Fences in Gardens

Generally fences are less expensive than brick or stone walls; but also thinner and perhaps less permanent. Nevertheless, a properly constructed fence, made from quality materials and maintained properly will last 50 years or more.

 
The most common types of fence are solid, made from vertical timbers or metal sheets. Other, perhaps more attractive styles include spaced horizontal timbers, pickets or trellis.
 
Be careful to select a style of fence which suits the style of your house and garden. Picket fences are ideal for cottage gardens, trellis suits the traditional English garden and brush fencing is appropriate to a natural style garden.

 

 
Timber Slats
Rough sawn hardwood timber slats nailed to a hardwood timber frame. Very popular as a boundary fence in suburbs. Cost is relatively low and if the right type of hardwood timber is used it will last for several decades without attention.

 

 
Trellis
The ease of installation makes the cost low compared to most other types of fence. Quality varies greatly, and so does price.
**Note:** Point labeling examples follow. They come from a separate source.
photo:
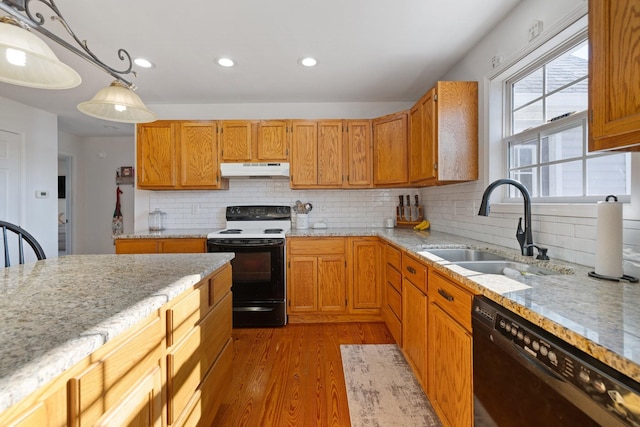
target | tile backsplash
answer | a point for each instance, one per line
(337, 208)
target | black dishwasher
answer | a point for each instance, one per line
(524, 376)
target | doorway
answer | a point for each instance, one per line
(65, 198)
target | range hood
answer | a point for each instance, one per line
(255, 170)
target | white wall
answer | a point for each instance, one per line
(39, 131)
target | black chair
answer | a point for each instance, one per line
(22, 236)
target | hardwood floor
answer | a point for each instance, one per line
(292, 376)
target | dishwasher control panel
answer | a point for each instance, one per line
(602, 384)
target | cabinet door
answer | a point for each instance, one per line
(451, 389)
(614, 75)
(358, 154)
(330, 154)
(422, 140)
(235, 140)
(302, 288)
(414, 329)
(332, 289)
(156, 154)
(198, 155)
(390, 150)
(304, 154)
(366, 260)
(272, 141)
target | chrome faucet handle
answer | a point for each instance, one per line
(542, 252)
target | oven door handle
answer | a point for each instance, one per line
(245, 245)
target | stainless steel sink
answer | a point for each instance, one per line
(455, 255)
(505, 268)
The cheaper trellis (often made from radiata pine) may only last a year or so in the weather.
Good quality trellis maintained properly and painted (or stained) regularly will last for many many years.

 

 
Picket
A picket fence is relatively easy to erect and is not beyond the skills of the average home owner. If you do the work yourself, the cost can be kept reasonable. The style is becoming increasingly popular, particularly for cottage gardens and with Victorian style homes.

 

 
Brush Fencing
Brush can be purchased in panels and erected by the home owner, or alternatively constructed on site by contractors. It provides a solid barrier, and the appearance suits bush or natural style gardens.

 

 
Metal Fencing
Galvanized wire mesh attached to steel or timber posts is the cheapest type of fencing available. Wire mesh being see through does not provide the privacy of a solid fence and lacks the strength of other types of fences. Burglars, animals and neighbourhood children will be more likely to break through this type of fence than other types.
A range of other types of metal fencing is also available today. Cast iron, Steel, Aluminum etc are supplied in precast panels by numerous companies and in a variety of styles. If you install a metal fence pay particular attention to avoid corrosion and sharp edges. Some types of metals are more corrosive than others.

 

 
Brick or Stone Fences
These are the most permanent, if constructed properly, but also the most expensive. They generally provide the best barrier against noise.

 

 
SUPPORTS
  • A normal 2m high timber fence requires a timber post 8 10cm diameter for support.
  • Foundations for a normal fence should be at a depth of approximately 25 30% of the height of the fence (ie: A 2 metre high fence should be attached to uprights set 0.5 metre into the ground.
  • In loose, moist or sandy soils, uprights should be set in concrete.
  • In heavy soils, uprights can be set in soil and packed with rubble such as broken bricks, tiles, large stones etc, and rammed with a crow bar.
  • Any timber poles set in the ground should be soaked thoroughly in a timber preservative such as creosote.
 
CONCRETE MIX
For foundations of fences or fence posts use:
  • 1 part cement : 2 parts bricklayers sand : 3 parts stones (5 15mm diameter).
  • Only use fresh tap or rain water to mix concrete. Never use river or sea water.
To be strong, concrete must dry slowly. If the weather is hot it may be necessary to cover it with wet hessian (or some other cloth), to slow the drying process. It takes several weeks for concrete to reach full strength.